Another head cut free from its moorings. The bodies have become and obstacle to his foes. They trip over the dead, they are clutched at by the wounded and dying. Some try to flee from him, and Ortega lets them. It is chaos at the gate. He keeps them to his front and flanks as much as possible, but still men get behind him. He whirls and cuts, keeping himself in control, but he is frantic. The bloody shields! His grip in the hilt is sticky with blood and sweat. His armor is dented, spattered crimson. Not long now. Guard in four, short kick, pommel to brow, pivot, advance, cut to three, watch behind you!
Would they build a statue to him? Ortega didn’t know. These things were decided by priests and merchants, not paladins. Anyway, he wouldn’t be there to see it. Watch behind! Your cape, boy! Keep it on! It guards your back, makes the enemy uncertain where to strike. Drop it now and it will tangle your legs. Guard in six, riposte to four, pivot, pommel to brow, repeat! Again!
The first wound is to his calf–a weak cut, not deep enough to sever tendons, but painful. The hot blood runs down into his boot. Footing is already slick. The man who struck it dies with Ortega’s sword thrust through his spine. A man from behind siezes his cape–Ortega slips the clasp and lets it go. The man who took it lost his shield–he dies easily. More blows rain on him; they are pressed in close now, corps-a-corps. Not long now.
The slave who tackles him is a giant of a man, a full foot and at least sixty pounds heavier than Ortega. The paladin’s helmet strikes the flagstones hard enough to make his teeth sing. The big slave, though, is already dead–Ortega’s sword thrust through him to the hilt. Stuck. Gone. It was almost over.
Ortega rolled, remembering the wrestling lessons Molto Bolto had given him. He had hated wrestling. Bite, gouge, spit, pinch, twist–there is no honor in wrestling, so have none. No, boy! Make it hurt! THIS is how you bite! THIS is how you gouge!
The helmet spared the slaves his bites, but his gauntleted thumbs gouged the eyes out of some as he rolled and kicked. He did not scream or swear–he hadn’t the breath. He needed to fight, to keep fighting. He reached for his dagger–his arm was pinned. A blade cut into his elbow, slipped beneath his ribs. The pain was weirdly dull beneath the pounding of blood in his head and the stampede of his heart.

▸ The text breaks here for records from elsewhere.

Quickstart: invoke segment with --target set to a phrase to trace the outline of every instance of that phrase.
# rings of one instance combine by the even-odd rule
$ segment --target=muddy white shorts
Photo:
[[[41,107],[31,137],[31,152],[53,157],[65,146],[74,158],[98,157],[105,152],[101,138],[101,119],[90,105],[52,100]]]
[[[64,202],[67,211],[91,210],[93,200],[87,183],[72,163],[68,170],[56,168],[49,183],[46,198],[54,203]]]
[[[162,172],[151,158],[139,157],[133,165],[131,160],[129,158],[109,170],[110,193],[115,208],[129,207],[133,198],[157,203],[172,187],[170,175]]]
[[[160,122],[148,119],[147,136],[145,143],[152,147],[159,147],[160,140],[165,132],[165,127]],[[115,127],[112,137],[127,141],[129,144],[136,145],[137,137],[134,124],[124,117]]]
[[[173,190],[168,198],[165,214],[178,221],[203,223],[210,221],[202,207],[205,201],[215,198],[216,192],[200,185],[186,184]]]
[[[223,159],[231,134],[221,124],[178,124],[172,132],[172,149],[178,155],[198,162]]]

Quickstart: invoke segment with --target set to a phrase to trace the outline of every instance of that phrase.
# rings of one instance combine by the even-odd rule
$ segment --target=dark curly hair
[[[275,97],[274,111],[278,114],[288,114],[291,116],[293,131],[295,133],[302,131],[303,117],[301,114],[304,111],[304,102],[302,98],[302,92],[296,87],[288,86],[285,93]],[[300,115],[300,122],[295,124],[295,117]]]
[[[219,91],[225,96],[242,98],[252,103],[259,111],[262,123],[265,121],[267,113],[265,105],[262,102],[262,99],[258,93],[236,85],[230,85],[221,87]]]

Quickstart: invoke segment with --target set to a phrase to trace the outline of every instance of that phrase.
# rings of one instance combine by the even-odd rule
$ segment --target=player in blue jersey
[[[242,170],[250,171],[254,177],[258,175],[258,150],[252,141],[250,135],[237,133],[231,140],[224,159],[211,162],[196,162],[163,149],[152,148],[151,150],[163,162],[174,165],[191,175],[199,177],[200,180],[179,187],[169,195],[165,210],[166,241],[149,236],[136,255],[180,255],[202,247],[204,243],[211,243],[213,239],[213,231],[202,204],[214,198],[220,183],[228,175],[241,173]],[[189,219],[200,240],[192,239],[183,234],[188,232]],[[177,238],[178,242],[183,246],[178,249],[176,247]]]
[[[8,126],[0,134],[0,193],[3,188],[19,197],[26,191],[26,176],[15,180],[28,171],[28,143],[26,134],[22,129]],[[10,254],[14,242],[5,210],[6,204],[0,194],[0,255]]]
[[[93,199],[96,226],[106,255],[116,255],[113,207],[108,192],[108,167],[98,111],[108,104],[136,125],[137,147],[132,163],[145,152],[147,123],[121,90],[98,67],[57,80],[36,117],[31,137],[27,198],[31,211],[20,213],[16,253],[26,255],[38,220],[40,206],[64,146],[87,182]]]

He thought of his sister. He hadn’t expected to, and it stunned him. Would she be married to a good man? Who would pay her dowry now? Would his death ruin her? He had never thought of that. The last moments of his life, and these were his thoughts? He tried to think of Hann as a snarling Kalsaari slave shoved a dagger through his helmet, cutting his cheek open. Blood filled his mouth–he put his fingers in the slave’s eyes and squeezed. They screamed together.
Hann’s face did not appear. There was only his sister, sitting beneath the olive tree in the garden, smiling at him beneath a wide, white hat. He could hear her laughing, see her opening her arms to embrace him, but there was Molto Bolto, hissing in his ear. Bite, gouge, roll, kick, spit, use the blood in your mouth to blind them boy! Make a name for yourself! Growl your last breath!
Ortega pushed him away. He instead spread his arms for his sister’s embrace. “I’m sorry.” he said through bloodstained teeth. ”This was selfish of me.”
The Death came, in the form of a dagger through the eye.